The above documentation demonstrates that the patient had an Emergency Medical Condition that warranted stabilization. S/he presented to the ED with auditory hallucinations, persecutory delusions, suicidal ideation, was homeless and living in her/his car, had a history of non-compliance with medications, prior history of a suicide attempt as well as several overdoses, lack of follow through with accessing psychiatric care, and prior psychiatric hospitalizations for similar presentation. In the crisis counselor note dated 9/25/23 at 10:04 AM it was documented, "due to risk for suicide and lack of ability to adequately access services at this time, [proper name omitted] would best be served on psychiatric unit for medication evaluation, stabilization, and safety." At the time of this evaluation, the patient confirmed that s/he had a gun, but it was locked up in a closet at her/his mother's house, the crisis counselor requested permission to call the patient's mother to confirm. A call was placed to the patient's mother; however, she did not answer the phone and a message was left. There were no other attempts made to contact the mother to confirm this, as stated by the Director of Psychiatry Service of the ED on 1/17/24 at 1:29 PM. The patient told the treating psychiatrist that s/he wanted to go home and to honor patients' autonomy s/he was discharged at 1:29 PM. The OCME "Investigative Report" stated, "Cameras outside showed that [pronoun omitted] entered [pronoun omitted] vehicle at 13:28 (1:28 PM) and was found by female walking past at 13:38 (1:38 PM)". The cause of death was a self-inflicted gunshot wound to the right side of the patient's head.

Per review of the hospital policy "EMTALA - Medical Screening Examination & Stabilization Policy" - effective 1/1/2024, it read, "Stable for Discharge: An individual is considered stable for discharge when, within reasonable clinical confidence, it is determined that the individual has reached the point where his or her continued care, including diagnostic work-up and/or treatment, could reasonably be performed as an outpatient or later as an inpatient, provided the individual is given a plan for appropriate follow-up care with the discharge instructions. For the purpose of discharging an individual with psychiatric condition(s), the individual is considered to be stable when they are no longer considered to be an acute threat to themselves or others.

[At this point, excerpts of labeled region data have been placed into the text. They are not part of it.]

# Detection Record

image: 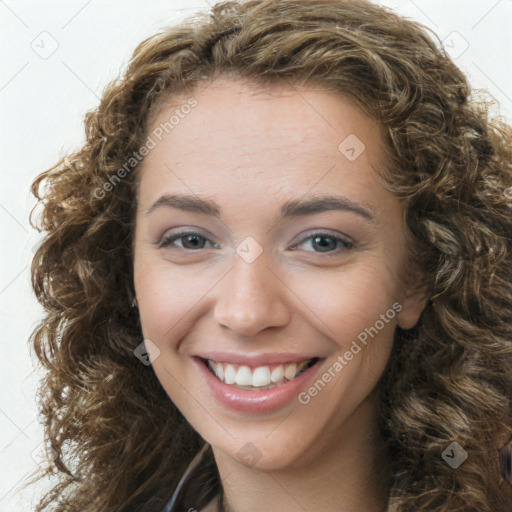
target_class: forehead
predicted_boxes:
[140,78,385,214]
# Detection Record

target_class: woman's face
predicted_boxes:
[134,78,424,469]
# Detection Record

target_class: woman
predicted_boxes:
[27,0,512,512]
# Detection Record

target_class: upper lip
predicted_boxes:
[197,351,320,366]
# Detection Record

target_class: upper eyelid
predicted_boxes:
[158,228,356,250]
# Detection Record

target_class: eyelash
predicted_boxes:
[157,231,355,256]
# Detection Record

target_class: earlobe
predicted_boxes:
[397,271,428,330]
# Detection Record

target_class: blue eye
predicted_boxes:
[158,231,354,254]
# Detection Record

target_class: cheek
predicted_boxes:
[134,258,220,345]
[290,263,397,348]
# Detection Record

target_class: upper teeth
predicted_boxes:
[208,359,310,387]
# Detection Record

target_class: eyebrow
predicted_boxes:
[146,194,375,221]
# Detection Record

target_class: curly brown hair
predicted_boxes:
[26,0,512,512]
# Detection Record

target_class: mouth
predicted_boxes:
[199,357,321,392]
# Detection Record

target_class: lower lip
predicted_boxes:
[193,357,323,414]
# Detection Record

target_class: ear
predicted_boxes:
[397,267,428,330]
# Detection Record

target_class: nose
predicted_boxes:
[214,250,291,337]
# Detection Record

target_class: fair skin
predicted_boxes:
[134,78,425,512]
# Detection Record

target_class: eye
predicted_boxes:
[292,231,354,254]
[158,231,220,251]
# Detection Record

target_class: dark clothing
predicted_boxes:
[162,444,221,512]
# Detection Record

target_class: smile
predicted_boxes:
[206,358,318,391]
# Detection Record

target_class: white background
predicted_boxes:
[0,0,512,512]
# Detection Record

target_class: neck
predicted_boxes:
[213,401,389,512]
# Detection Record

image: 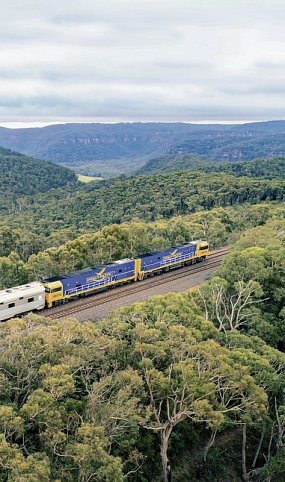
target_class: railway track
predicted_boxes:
[43,247,230,319]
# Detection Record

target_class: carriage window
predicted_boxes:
[51,288,61,293]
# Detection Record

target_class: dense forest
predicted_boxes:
[0,121,285,178]
[137,155,285,179]
[0,147,77,202]
[0,203,285,288]
[0,171,285,236]
[0,219,285,482]
[0,141,285,482]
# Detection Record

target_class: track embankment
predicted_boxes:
[43,247,229,321]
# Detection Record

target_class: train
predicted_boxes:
[0,240,209,321]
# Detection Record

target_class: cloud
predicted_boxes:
[0,0,285,124]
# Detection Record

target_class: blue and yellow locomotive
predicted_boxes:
[42,241,209,308]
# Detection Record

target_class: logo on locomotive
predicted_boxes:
[162,249,181,261]
[86,268,113,283]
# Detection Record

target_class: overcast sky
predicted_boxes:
[0,0,285,126]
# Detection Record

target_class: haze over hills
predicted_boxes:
[0,147,78,210]
[0,121,285,177]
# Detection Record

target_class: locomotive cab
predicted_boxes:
[43,281,63,308]
[196,241,209,260]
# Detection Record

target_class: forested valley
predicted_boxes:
[0,152,285,482]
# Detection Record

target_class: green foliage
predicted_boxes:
[0,293,280,482]
[137,155,285,179]
[0,148,77,212]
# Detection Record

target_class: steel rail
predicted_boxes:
[44,248,230,319]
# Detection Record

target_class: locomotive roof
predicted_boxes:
[138,241,197,258]
[0,281,44,303]
[42,258,133,283]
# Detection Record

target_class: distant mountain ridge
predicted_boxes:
[0,147,78,210]
[136,155,285,179]
[0,120,285,177]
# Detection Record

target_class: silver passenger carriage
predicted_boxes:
[0,282,45,321]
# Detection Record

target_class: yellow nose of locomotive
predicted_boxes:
[43,281,63,308]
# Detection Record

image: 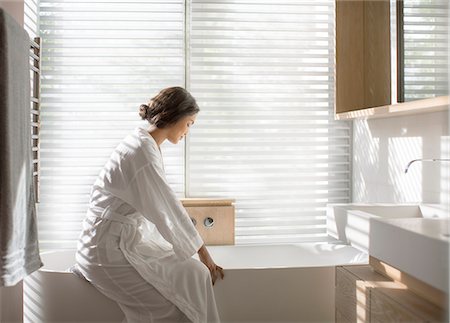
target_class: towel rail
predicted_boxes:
[29,37,42,203]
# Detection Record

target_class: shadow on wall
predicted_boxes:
[353,111,450,203]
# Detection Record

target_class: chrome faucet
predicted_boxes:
[405,158,450,174]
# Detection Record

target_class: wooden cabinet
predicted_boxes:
[335,266,447,323]
[335,0,391,114]
[335,0,449,120]
[181,198,235,245]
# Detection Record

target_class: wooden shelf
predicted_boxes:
[335,96,449,120]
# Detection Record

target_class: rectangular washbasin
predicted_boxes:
[369,217,449,294]
[327,203,448,252]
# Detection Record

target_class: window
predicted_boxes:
[38,0,185,249]
[39,0,351,249]
[187,0,350,244]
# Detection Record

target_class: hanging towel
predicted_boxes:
[0,9,42,286]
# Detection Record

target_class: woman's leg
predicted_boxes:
[80,266,189,323]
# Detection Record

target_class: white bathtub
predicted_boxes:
[24,243,368,323]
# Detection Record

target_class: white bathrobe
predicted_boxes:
[76,128,219,323]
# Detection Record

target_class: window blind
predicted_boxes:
[38,0,185,250]
[186,0,351,244]
[23,0,39,39]
[403,0,449,101]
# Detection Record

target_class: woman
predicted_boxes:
[76,87,224,322]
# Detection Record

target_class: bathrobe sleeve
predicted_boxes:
[127,161,203,259]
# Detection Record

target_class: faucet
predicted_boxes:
[405,158,450,174]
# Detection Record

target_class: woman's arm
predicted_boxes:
[198,245,225,285]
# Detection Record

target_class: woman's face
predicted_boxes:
[167,114,197,144]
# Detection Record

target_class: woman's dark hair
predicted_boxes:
[139,87,200,129]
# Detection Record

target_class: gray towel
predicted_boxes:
[0,9,42,286]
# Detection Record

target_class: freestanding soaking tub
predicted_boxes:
[24,243,368,323]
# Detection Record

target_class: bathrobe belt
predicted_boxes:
[87,207,141,226]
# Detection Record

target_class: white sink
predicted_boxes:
[369,217,450,293]
[327,204,450,293]
[327,203,448,252]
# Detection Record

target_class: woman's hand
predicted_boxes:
[198,245,225,285]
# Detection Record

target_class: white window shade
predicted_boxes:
[186,0,351,244]
[23,0,39,39]
[403,0,449,101]
[38,0,185,250]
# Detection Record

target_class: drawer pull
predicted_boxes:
[203,217,214,228]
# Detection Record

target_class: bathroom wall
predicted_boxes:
[352,111,450,205]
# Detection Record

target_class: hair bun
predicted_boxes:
[139,104,150,120]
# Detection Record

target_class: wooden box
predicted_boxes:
[181,198,234,245]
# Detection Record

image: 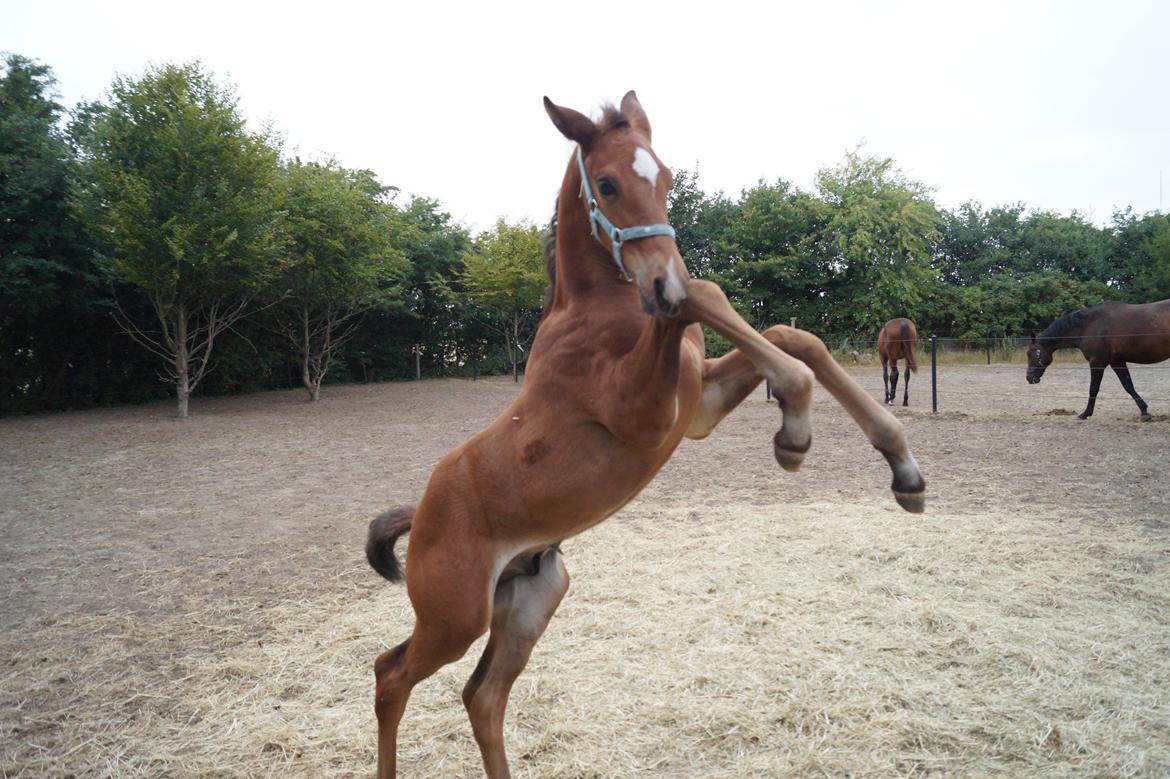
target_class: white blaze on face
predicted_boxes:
[634,146,659,187]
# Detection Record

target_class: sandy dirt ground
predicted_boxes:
[0,364,1170,777]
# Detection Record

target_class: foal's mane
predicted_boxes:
[1039,306,1096,338]
[541,208,557,322]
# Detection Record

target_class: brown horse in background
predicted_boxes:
[366,92,925,778]
[878,317,918,406]
[1027,299,1170,420]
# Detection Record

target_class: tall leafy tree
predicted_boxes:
[0,54,142,411]
[667,170,738,278]
[714,180,828,329]
[461,219,549,381]
[270,160,408,400]
[76,63,280,416]
[817,150,940,332]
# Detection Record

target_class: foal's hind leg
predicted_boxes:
[687,325,925,512]
[373,524,493,779]
[463,549,569,779]
[680,280,812,470]
[1113,360,1150,420]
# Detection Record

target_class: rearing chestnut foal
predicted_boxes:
[366,92,924,778]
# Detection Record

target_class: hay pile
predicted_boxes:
[0,496,1170,777]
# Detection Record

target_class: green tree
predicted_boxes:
[76,63,280,416]
[461,219,549,381]
[667,170,738,278]
[270,160,408,401]
[347,198,476,380]
[0,54,146,412]
[817,150,941,332]
[713,180,828,329]
[1109,208,1170,303]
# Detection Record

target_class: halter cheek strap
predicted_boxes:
[577,146,675,282]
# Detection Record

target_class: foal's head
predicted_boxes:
[544,91,688,316]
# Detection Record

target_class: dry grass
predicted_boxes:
[0,377,1170,777]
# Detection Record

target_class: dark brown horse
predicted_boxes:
[1027,299,1170,420]
[878,318,918,406]
[366,92,924,778]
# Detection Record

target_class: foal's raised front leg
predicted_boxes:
[679,278,812,470]
[687,315,925,513]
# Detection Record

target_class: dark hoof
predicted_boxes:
[894,490,927,513]
[772,429,812,473]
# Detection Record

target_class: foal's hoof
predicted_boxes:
[772,429,812,473]
[894,490,927,513]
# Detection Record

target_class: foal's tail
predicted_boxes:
[366,505,414,581]
[902,322,918,373]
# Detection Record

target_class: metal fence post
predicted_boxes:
[930,336,938,414]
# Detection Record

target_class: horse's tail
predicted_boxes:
[902,322,918,373]
[366,505,414,581]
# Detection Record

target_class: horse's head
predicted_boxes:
[544,91,688,316]
[1027,336,1052,384]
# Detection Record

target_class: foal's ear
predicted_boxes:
[544,97,597,150]
[621,89,651,140]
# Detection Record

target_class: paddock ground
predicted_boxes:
[0,365,1170,778]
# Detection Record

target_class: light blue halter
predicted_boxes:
[577,146,674,281]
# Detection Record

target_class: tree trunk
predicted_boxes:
[174,306,191,419]
[301,311,321,402]
[508,313,519,384]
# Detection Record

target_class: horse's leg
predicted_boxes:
[373,521,493,779]
[463,549,569,779]
[1113,360,1150,419]
[679,280,812,470]
[881,354,889,404]
[1076,363,1104,419]
[687,325,925,512]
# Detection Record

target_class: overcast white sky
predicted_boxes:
[0,0,1170,229]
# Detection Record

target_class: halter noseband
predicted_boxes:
[577,146,675,282]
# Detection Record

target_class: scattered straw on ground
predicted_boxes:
[0,369,1170,778]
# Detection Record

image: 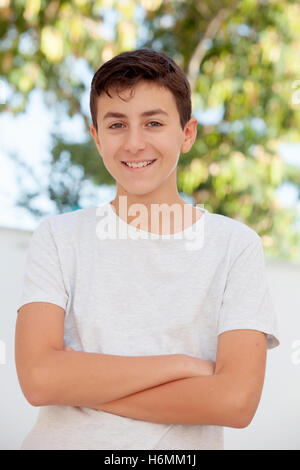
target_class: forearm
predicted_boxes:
[96,374,243,427]
[32,350,190,406]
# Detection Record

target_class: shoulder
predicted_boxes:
[209,213,261,251]
[36,207,96,239]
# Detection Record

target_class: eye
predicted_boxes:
[148,121,162,127]
[109,121,163,129]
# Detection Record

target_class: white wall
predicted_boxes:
[0,228,300,450]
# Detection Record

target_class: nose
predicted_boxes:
[124,128,146,154]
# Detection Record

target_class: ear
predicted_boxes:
[90,124,102,158]
[180,118,198,153]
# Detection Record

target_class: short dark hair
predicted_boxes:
[90,49,192,131]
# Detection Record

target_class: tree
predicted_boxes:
[0,0,300,260]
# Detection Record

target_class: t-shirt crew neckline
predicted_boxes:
[107,202,209,240]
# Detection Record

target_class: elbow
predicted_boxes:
[234,396,257,429]
[22,370,48,407]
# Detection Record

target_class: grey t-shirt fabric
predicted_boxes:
[17,203,280,450]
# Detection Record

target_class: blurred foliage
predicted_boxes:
[0,0,300,261]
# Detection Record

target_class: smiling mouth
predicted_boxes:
[121,159,156,171]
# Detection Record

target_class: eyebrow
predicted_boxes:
[103,108,169,121]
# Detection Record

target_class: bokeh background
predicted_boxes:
[0,0,300,449]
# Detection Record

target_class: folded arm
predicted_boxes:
[91,330,266,428]
[15,302,204,406]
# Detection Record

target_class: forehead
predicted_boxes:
[98,81,176,116]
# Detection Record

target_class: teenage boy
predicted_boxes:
[15,49,279,450]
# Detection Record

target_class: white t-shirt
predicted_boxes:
[17,203,279,450]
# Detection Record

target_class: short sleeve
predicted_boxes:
[218,235,280,349]
[17,217,68,311]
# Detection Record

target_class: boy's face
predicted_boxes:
[90,81,197,203]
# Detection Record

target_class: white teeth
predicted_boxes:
[125,160,152,168]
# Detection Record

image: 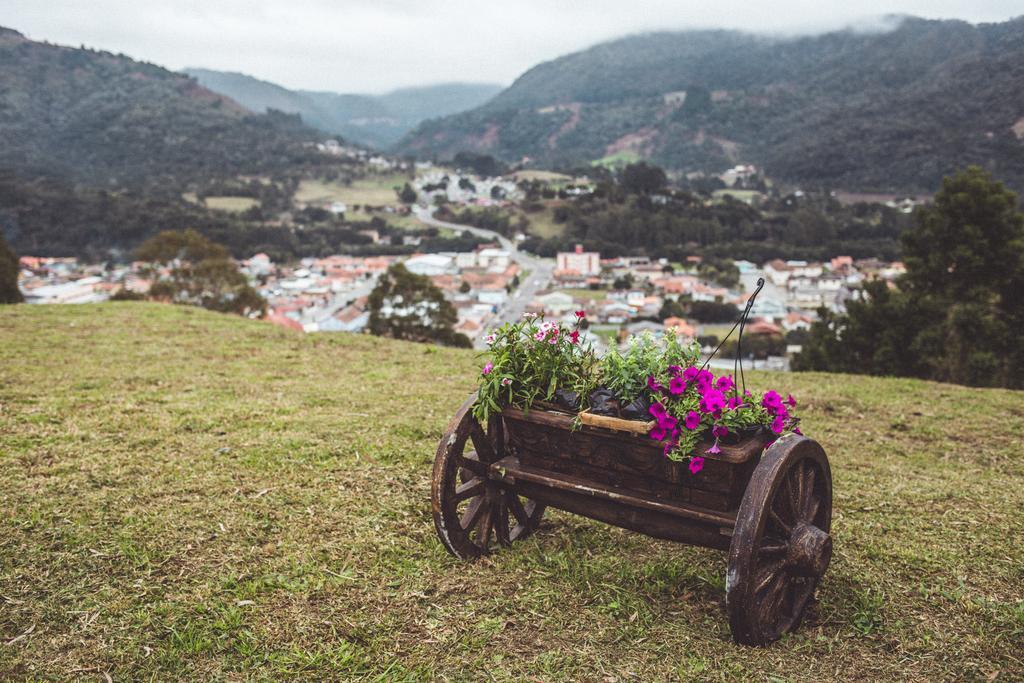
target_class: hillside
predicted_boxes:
[184,68,501,147]
[399,17,1024,191]
[0,29,322,188]
[0,304,1024,681]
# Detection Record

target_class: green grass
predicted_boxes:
[206,197,259,212]
[0,303,1024,681]
[591,150,643,168]
[295,173,409,206]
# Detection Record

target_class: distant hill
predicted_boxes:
[184,69,502,148]
[0,29,322,187]
[397,17,1024,191]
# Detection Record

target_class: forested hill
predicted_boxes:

Under "DEFINITIONS" is listed "Emergency Medical Condition means: "A medical condition manifesting itself by acute symptoms of sufficient severity (including pain, psychiatric disturbances and/or symptoms of intoxication) such that the absence of immediate medical attention could reasonably be expected to result in:
a. Placing the health of the individual (or, with respect to pregnant women, the health of woman or her unborn child) in serious jeopardy,
b. Serious impairment of bodily functions, or
c. Serious dysfunction of any bodily organ or part

Stabilization of Psychiatric Emergencies: If an individual is expressing suicidal or homicidal thoughts or gestures and it is determined that they present an imminent danger to themselves or others, they are deemed to have an "emergency medical condition." Such an individual is stable when they are protected or prevented from injuring or harming themselves or others."